Ночь шла над городом, варился в домнах металл, ночь направлялась с востока на запад вслед эшелонам с металлом, их настигало утро. Залёткин сидел, задумавшись, огромный, как стог, подперев шишкастую голову рукой.
Может быть, в этой задумчивой позе отольют его когда-нибудь из бронзы и поставят возле здания горисполкома напротив другого памятника - Василию Кормунину. Но скорее предстанет он в виде неправдоподобно плечистого бюста с чванно задранной головой на неохватной шее. Похожий на себя не более, чем Кормунин, который при жизни был хлипок и сутул.
Глава третья
Борис Степанович Песчаный идёт вечерним обходом по вверенным ему помещениям водноспортивного центра "Парус". Идёт заведующий учебно-спортивным отделом. Согласно должностной инструкции, первый заместитель директора, отбывшего сегодня в очередную командировку, он будет исполнять его обязанности.

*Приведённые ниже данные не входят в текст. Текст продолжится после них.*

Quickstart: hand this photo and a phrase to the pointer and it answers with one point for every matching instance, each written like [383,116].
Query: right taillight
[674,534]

Повстречав уборщицу, которая согласно должностной инструкции протирает перила лестницы, Борис Степанович говорит ей шутку. Незатейливую - для доходчивости.
- Как, - говорит он, округляя брови, - вы здесь? Разве вы не уволены?
Её портрет на Доске почёта, Борис Степанович беззлобно разыгрывает её, смеётся, а она - нет. Почему-то, когда Емельян Иванович, встретив эту же уборщицу, круто поинтересуется вдруг: "Дак тесто подошло ли?" - и вгонит в оторопь (какое, мол, тесто?), и деловито пояснит: "На пироги к тебе собираюсь, у меня запланировано", она хохочет-заливается и всем об этом рассказывает, восхищаясь: "Ну, Пугач! Налетит - не охнешь".
Не дождавшись желаемой реакции, Борис Степанович официально спрашивает, почему уборщица не в форменном костюме - голубом халате с белым воротником и эмблемой паруса на рукаве. Эту форму придумал и ввёл директор: она-де способствует чувству гордости за свой бассейн, за свою профессию. Борис Степанович сомневается, что уборщица - профессия, тем более какой можно гордиться. Но порядок есть порядок. Уборщица отвечает, что отдала халат в чистку. Персонал не надышится на эту форму, норовит нарядиться в неё, например, для посещения родственников и знакомых. Борис Степанович укоризненно говорит: "Ну-ну", - и следует дальше.